I put together the circle diagram below to illustrate some of the ways that user experience is being employed.

Starting with the fundamentals — good, accurate, detailed per-hit and aggregate data collected from not only web pages but also Rich Internet Applications — user experience applies to all of these areas:

• User Analytics, in concert with a web analytics tool to look at conversion and search engine sources.
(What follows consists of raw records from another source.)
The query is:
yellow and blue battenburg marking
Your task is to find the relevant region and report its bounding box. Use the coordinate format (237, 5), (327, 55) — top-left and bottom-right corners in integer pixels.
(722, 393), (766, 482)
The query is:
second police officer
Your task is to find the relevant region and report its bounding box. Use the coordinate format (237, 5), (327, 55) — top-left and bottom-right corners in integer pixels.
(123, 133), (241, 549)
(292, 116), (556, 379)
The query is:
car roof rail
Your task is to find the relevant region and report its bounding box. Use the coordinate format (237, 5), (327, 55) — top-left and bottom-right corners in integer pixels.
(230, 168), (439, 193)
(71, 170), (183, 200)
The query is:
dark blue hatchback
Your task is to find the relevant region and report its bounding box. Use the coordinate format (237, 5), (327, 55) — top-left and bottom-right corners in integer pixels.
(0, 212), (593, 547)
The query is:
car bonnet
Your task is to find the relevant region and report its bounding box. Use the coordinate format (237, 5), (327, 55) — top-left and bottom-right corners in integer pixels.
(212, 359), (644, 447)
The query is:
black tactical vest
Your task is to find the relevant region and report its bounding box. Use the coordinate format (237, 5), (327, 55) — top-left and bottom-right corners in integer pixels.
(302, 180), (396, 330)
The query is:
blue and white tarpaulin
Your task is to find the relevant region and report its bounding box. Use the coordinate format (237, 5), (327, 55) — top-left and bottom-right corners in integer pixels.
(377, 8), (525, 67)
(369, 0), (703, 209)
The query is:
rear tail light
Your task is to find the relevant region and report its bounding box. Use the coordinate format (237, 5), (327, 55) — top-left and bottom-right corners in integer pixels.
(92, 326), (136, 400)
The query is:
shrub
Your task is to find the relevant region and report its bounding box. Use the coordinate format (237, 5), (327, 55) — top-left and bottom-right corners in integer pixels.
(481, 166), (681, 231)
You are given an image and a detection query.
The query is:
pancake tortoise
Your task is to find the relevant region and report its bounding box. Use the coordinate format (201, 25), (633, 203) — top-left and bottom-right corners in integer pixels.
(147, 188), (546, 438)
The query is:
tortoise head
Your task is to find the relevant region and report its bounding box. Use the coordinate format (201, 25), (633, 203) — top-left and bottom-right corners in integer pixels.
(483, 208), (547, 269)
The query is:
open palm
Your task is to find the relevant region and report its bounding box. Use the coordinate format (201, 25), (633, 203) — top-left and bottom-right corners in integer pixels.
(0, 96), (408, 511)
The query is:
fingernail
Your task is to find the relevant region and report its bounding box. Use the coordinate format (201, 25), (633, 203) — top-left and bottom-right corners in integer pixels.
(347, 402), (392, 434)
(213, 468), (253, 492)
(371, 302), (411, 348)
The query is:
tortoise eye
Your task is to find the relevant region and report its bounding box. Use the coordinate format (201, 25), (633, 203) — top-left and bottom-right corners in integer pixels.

For some web applications, user experience is the only way to collect transaction information since the site isn’t publicly deployed.
• QA and testing, both at the start of the test cycle (recording a user session for later use in a load-testing application) and at the end (watching code as it goes into production to see if QA missed any issues.)
• Helpdesk, for problem diagnosis and user assistance.
• Billing, for generating usage reports by subscriber or customer and assessing bills for excessive use.
• Dispute resolution, using facts instead of anecdotes to see what really happened and resolve an issue fairly.
• Incident management, in which problems are detected as soon as a user experiences them — before the phone rings — and resolved using the forensic data that was recorded from the web session.
• Service Level Management, generating performance and availability reports by customer, geography, or branch office.
• Baselining, watching a particular function, server, or site to get an idea of what “normal” is in order to set thresholds or measure long-term growth.
• Capacity planning, in which the relationship between traffic (load) and latency (performance) is calculated over time to see how much a site can handle before becoming unacceptably slow.
• Compliance, keeping a record of transactions for long periods of time in order to comply with industry law or regulations or to protect the company from risk.
• Fraud detection, in which user traffic is analyzed to look for patterns of anomalies or inappropriate use — from hack attempts to site harvesting to sharing of account logins.

Our customers are building many of these themselves, using third-party and open-source tools alongside our equipment. We’re also partnering with a number of companies to test and document proven integrations. Our new VP of Business Development, Ali Hedayati, has his hands full with all of these relationships and others.

Whatever the final result, there’s no doubt that user experience is a ripe field for innovation, and that it’s transforming many parts of an organization far beyond simple incident detection.